Sessions: Plan migration strategy
General overview
We need to figure out how to migrate users to a new sessions store without causing any inconveniences from UX perspective and also reserving the ability to fall back to the "old" strategy if something would go wrong with the changes / new instance.
Migration Requirements
- No downtime (obviously)
- We can't log out everyone, at least at the same time. Ideally, we don't want to lose any sessions for our active users (last action < 1w ago) or at all.
- Partial rollout using Feature Flags or ENV vars or combinations of both.
- we can't use a typical actor-based Feature Flag logic: it's a chicken/egg problem, as we identify the actor by the session itself.
- Monitoring of the switch - we need to have Prometheus metrics ready + maybe dedicated dashboards to follow the process
- Easy rollback without downtime in case the new instance/logic would be misbehaving.

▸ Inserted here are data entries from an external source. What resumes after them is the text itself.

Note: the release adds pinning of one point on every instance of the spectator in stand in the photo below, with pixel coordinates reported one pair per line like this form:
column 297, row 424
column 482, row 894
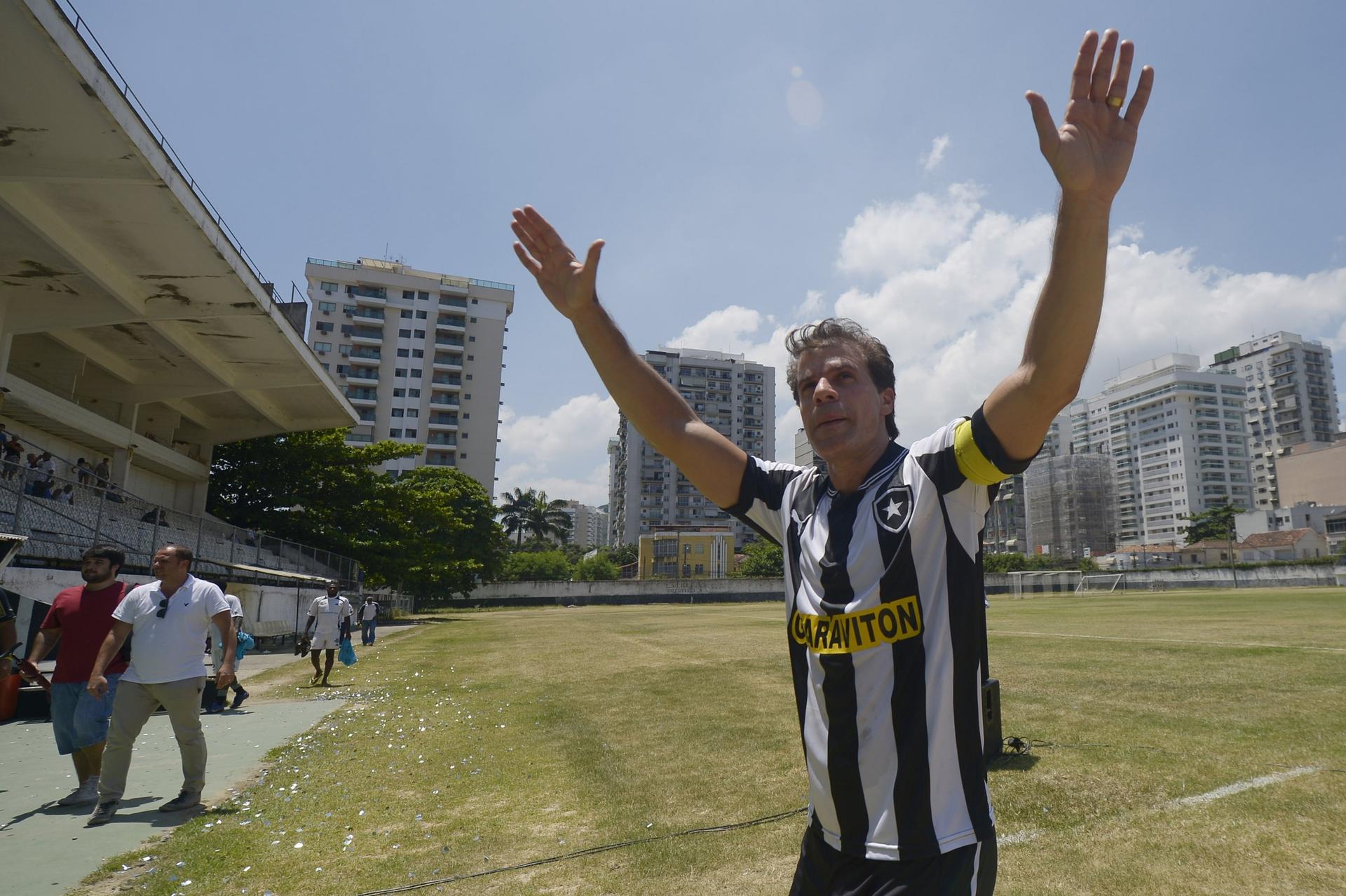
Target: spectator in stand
column 80, row 619
column 332, row 615
column 368, row 620
column 170, row 619
column 217, row 656
column 13, row 452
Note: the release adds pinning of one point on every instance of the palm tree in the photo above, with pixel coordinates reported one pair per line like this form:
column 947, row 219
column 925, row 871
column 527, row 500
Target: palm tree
column 545, row 518
column 513, row 508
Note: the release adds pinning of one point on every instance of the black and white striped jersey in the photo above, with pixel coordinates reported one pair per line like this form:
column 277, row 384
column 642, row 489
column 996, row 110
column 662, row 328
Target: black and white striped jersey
column 883, row 604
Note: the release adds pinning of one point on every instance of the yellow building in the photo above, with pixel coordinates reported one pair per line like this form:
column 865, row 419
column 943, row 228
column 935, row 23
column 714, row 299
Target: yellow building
column 687, row 553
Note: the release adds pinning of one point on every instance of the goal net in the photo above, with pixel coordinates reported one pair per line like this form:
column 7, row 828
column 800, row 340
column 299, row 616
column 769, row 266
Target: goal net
column 1100, row 584
column 1049, row 581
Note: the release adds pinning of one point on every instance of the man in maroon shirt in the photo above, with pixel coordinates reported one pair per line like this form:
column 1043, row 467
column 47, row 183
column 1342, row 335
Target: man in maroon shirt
column 80, row 619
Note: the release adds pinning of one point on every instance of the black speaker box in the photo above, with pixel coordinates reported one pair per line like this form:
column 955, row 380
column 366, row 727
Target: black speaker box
column 993, row 739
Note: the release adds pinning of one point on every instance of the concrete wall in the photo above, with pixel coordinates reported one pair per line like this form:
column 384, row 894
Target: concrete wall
column 626, row 591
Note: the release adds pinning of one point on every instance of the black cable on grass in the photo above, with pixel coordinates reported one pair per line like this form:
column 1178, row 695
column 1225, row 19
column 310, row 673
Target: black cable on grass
column 591, row 850
column 1024, row 746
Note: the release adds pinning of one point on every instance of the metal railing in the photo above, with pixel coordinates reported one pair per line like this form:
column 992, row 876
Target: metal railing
column 64, row 517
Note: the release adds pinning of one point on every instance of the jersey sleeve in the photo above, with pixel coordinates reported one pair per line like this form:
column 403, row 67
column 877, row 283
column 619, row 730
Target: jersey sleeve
column 762, row 496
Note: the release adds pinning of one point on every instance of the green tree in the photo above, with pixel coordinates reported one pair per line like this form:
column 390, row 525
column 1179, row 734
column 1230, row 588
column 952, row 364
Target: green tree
column 1214, row 522
column 303, row 486
column 547, row 565
column 437, row 533
column 761, row 560
column 599, row 568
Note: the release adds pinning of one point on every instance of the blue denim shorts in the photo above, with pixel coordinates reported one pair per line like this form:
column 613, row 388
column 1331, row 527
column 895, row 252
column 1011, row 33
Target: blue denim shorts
column 79, row 719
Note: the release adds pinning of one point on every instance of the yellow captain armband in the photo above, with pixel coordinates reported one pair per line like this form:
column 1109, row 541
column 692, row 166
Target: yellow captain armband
column 972, row 462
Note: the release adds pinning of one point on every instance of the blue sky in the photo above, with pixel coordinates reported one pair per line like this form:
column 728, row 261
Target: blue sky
column 334, row 128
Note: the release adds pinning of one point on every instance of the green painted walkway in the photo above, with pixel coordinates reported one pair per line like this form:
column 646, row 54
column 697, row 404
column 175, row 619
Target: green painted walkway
column 46, row 848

Possible strategies + Fallback options
Option 1
It may be somehow similar to zero-downtime DB table rename.
We start writing data into both Redis instances (main + session) for new sessions.
When updating the session, we recreate it in a new instance.
For older sessions, we either migrate them or just wait for an expiry period - thus, all "active" sessions would be similar in a ~week (default session expiry period unless customized).
After that, we may "replace" their role (could be controlled via ENV var) - and start fetching from a dedicated instance, duplicating it on the main one, in case of a full fallback.
Fallback/incident strategy
Notify on issues/exceptions with a new instance, but don't 500.
Fall back to the main instance when pre-fetching from the dedicated session Redis failed.
Option - 2
Mentioned by Sean/Igor. Make the replication work for us. Have a new instance acting as a replica for our main Redis instance, keep it for a week (session length), then promote it as master for sessions.
Conclusion: We will go with option 1. gitlab-org/gitlab!72630 (closed)